Although negligence was established, causation was not. Whether a claim is successful will always turn on the specific facts of the case and the evidence, in this case medical evidence. But the legal implications for child care centres arising from the trial in Hughes are as follows:
- Since 1991, and certainly today, child care centres knew and ought to know of the risks of CMV to child care workers, and in particular to female workers of child bearing age.
- This gives rise to a duty at law to warn child care workers of the risks of CMV in the event of pregnancy.
- This duty of care also extends to the unborn child.
Hughes v Sydney Day Nursery – appeal decisions
Jacob and Linda Hughes successfully appealed the trial judge’s decision to the NSW Court of Appeal, which set aside the original decision and handed down judgment in favour of Linda Hughes in the amount of $150,000 and in favour of Jacob Hughes in the amount of $4,500,000. The appeal only concerned the issue of whether Jacob’s injuries were more likely caused by primary infection or secondary reinfection.
The Court of Appeal found that the trial judge made errors in his assessment of medical evidence, and that on balance of probabilities (the legal test), Jacob’s injuries were caused by congenital primary CMV infection.
Sydney Day Nursery sought leave to appeal to the High Court of Australia. That leave was refused. The Court of Appeal’s decision was final.
Implications for child care centres
Since the case of Hughes in 1991, there has been extensive medical and legal documentation of the risks of CMV to pregnant women.
Meridian Lawyers has recently fielded enquiries from operators of child care centres seeking advice about their responsibilities to employees upon learning that a worker may be pregnant. It is common knowledge that under the National Law and at common law generally, child care centres must implement and enforce good hygiene practices and procedures, which in turn will minimise the risk of spread of infection.
However good these hygiene and infectious diseases policies are, the risk of exposure to a virus like CMV is still going to be higher in a child care setting by virtue of the characteristics of that virus and a child care worker’s duties, than that risk may otherwise be.

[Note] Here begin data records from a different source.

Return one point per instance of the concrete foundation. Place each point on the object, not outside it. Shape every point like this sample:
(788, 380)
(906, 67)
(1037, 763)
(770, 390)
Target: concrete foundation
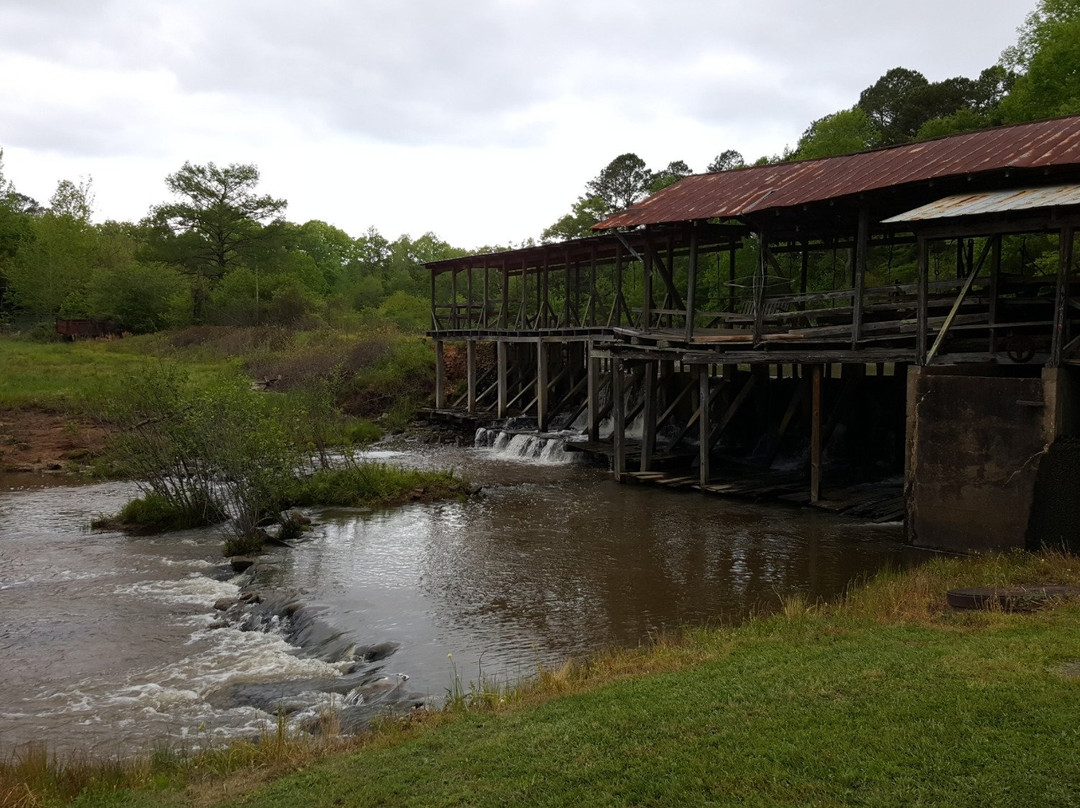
(975, 442)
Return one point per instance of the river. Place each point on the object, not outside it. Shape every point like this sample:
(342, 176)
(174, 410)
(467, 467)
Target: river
(112, 645)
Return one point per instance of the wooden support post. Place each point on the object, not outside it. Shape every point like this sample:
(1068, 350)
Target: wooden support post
(691, 290)
(704, 425)
(649, 416)
(542, 384)
(594, 394)
(1061, 296)
(484, 318)
(759, 275)
(731, 277)
(804, 269)
(440, 376)
(454, 298)
(471, 374)
(815, 436)
(502, 369)
(647, 288)
(434, 306)
(469, 320)
(995, 288)
(862, 251)
(619, 299)
(619, 418)
(922, 318)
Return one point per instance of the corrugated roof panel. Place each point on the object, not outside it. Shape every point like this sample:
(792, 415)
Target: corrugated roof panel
(742, 191)
(975, 204)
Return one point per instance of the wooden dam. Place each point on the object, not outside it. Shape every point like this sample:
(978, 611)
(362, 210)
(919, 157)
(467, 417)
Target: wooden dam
(892, 334)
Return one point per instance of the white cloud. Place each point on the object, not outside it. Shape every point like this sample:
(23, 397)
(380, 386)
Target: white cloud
(481, 121)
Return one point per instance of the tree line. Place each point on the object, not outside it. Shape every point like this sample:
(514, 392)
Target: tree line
(221, 252)
(217, 252)
(1034, 79)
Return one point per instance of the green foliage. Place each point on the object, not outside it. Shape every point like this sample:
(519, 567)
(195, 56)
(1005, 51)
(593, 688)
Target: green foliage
(621, 183)
(216, 442)
(408, 312)
(360, 484)
(584, 213)
(887, 698)
(840, 133)
(1051, 86)
(726, 161)
(154, 513)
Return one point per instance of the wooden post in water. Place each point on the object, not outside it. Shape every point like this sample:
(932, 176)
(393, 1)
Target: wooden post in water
(541, 386)
(594, 393)
(1061, 297)
(471, 374)
(440, 376)
(922, 319)
(649, 416)
(862, 251)
(704, 425)
(619, 418)
(995, 288)
(691, 285)
(502, 369)
(815, 436)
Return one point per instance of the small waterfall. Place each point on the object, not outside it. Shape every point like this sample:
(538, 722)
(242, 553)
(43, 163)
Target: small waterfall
(509, 443)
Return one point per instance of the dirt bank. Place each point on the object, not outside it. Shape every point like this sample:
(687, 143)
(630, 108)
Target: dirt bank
(37, 441)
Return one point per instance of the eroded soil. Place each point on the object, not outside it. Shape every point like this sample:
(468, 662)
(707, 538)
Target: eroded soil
(42, 442)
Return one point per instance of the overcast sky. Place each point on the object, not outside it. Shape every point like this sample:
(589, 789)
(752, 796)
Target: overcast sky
(478, 120)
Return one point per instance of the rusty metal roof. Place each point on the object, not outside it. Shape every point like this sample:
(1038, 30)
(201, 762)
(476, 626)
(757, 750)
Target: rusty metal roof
(976, 204)
(744, 191)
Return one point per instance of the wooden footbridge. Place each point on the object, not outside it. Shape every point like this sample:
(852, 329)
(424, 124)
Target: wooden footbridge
(806, 330)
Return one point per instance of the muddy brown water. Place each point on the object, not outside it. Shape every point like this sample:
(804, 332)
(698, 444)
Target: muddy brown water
(111, 644)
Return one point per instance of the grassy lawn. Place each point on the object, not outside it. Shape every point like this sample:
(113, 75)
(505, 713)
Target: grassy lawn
(887, 699)
(73, 375)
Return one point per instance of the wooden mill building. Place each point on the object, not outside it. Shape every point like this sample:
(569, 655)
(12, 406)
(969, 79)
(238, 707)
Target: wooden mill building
(808, 330)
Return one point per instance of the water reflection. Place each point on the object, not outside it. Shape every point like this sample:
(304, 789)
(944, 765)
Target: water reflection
(112, 643)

These factors, together with the known risks of CMV to pregnant workers, give rise to the duty to warn staff members of the risk posed by CMV.
As a starting point, unless already doing so, operators of child care centres should consider taking steps to implement the following policies:
- Ensure that Staying Healthy in Childcare (or its equivalent publication) is always visible and accessible to staff at the centre.
- That the induction process for new female employees, whether pregnant or not, include drawing the employees attention to Staying Healthy in Childcare (or its equivalent publication) and in particular the pages regarding CMV and infectious diseases.
- That written confirmation be obtained from the new employee that they have read and understood Staying Healthy in Childcare and in particular the sections regarding infectious diseases.
- That upon learning that a child care worker is pregnant, the worker again be referred to Staying Healthy in Childcare (or its equivalent publication), and given time to read all sections regarding infectious diseases including CMV, and that this be documented.
- That upon learning that a female child care worker is pregnant, she be advised by the centre director to see her GP to consider the risks of continuing to work in child care and to take advice from her GP about undergoing blood tests to check for susceptibility to things like primary CMV infection.
- That pregnant workers be given the option or be restricted to work with toilet trained children, and that pregnant workers not be permitted to perform nappy changing or to assist with toileting.